Dirty Love

Review Date:
Director: John Asher
Writer: Jenny McCarthy
Producers: John Asher, Jenny McCarthy
Actors:
Jenny McCarthy as Rebecca
Carmen Electra as Michelle
Eddie Kaye Thomas as John
Plot:
A gorgeous blonde with impressive cleavage walks in on who-she-believed-to-be her “true love” banging another ditz in their house. Crushed by the betrayal, the woman spends most of the rest of the picture, bitching, crying, screaming, f*cking other guys in a variety of attempts to make her “ex” jealous. Will it work? Can Jenny McCarthy write good comedy? Even if it sucks, might you be able to use the film as “jerk-off material” later? Find out below!
Critique:
At some point, “independent films” were supposedly discovered in Hollywood and everyone and their uncle Weinstein was looking for the next Kevin Smith or Quentin Tarantino to come out of nowhere and produce a film on a shoestring budget featuring a kickass, creative script that would take the world by storm. The thing was that most of the independent movies out there sucked almost as bad as anything that Hollywood was still churning out – though a little more pretentious, amateurish and downright bad.

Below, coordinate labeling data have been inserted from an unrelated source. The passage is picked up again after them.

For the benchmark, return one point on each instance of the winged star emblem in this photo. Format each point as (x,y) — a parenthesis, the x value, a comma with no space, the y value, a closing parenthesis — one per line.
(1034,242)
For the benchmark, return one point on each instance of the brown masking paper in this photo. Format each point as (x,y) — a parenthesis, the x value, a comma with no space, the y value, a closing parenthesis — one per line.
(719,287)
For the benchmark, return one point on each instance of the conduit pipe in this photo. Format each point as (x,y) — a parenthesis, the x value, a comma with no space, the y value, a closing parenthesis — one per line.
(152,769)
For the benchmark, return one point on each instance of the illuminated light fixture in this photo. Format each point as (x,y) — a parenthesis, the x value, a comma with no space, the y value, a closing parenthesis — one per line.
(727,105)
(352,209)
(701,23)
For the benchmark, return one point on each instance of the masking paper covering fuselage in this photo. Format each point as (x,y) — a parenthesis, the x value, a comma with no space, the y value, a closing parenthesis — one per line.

Well, DIRTY LOVE is the perfect example of an “indie flick” that relies solely on its star and screenwriter, Jenny McCarthy, to ride over its two-bit premise, horrible “love story”, over-the-top gross & totally unfunny jokes, cameo casting and its foundation based on little else than a possible 2-minute “Saturday Night Live” skit, and bombs terribly with almost nothing to maintain one’s interest, other than the beauty of its lead actress, her chutzpah to go “all out” in every scene (despite much of it being sadly without humor) and one “tit shot”. Yeah, you heard me…in a film starring ex-Playboy bunny McCarthy and Carmen “I live because I’m hot” Electra, the entire movie, which is filled with “adult humor” like cavity searches, sexual diseases, experimentation with drugs, fun with maxi-pads, puking, farting, basses up the asses (no joke) and lines like “Even Brad Pitt’s throbbing cock couldn’t make me feel better right now!”, gives us only one shot of McCarthy baring her boobies, and even then, she grabs hold of them like footballs and swings them around in front of a crowd waiting to get into a nightclub (actually, I guess that was a little funny, if only because McCarthy really “sells it”).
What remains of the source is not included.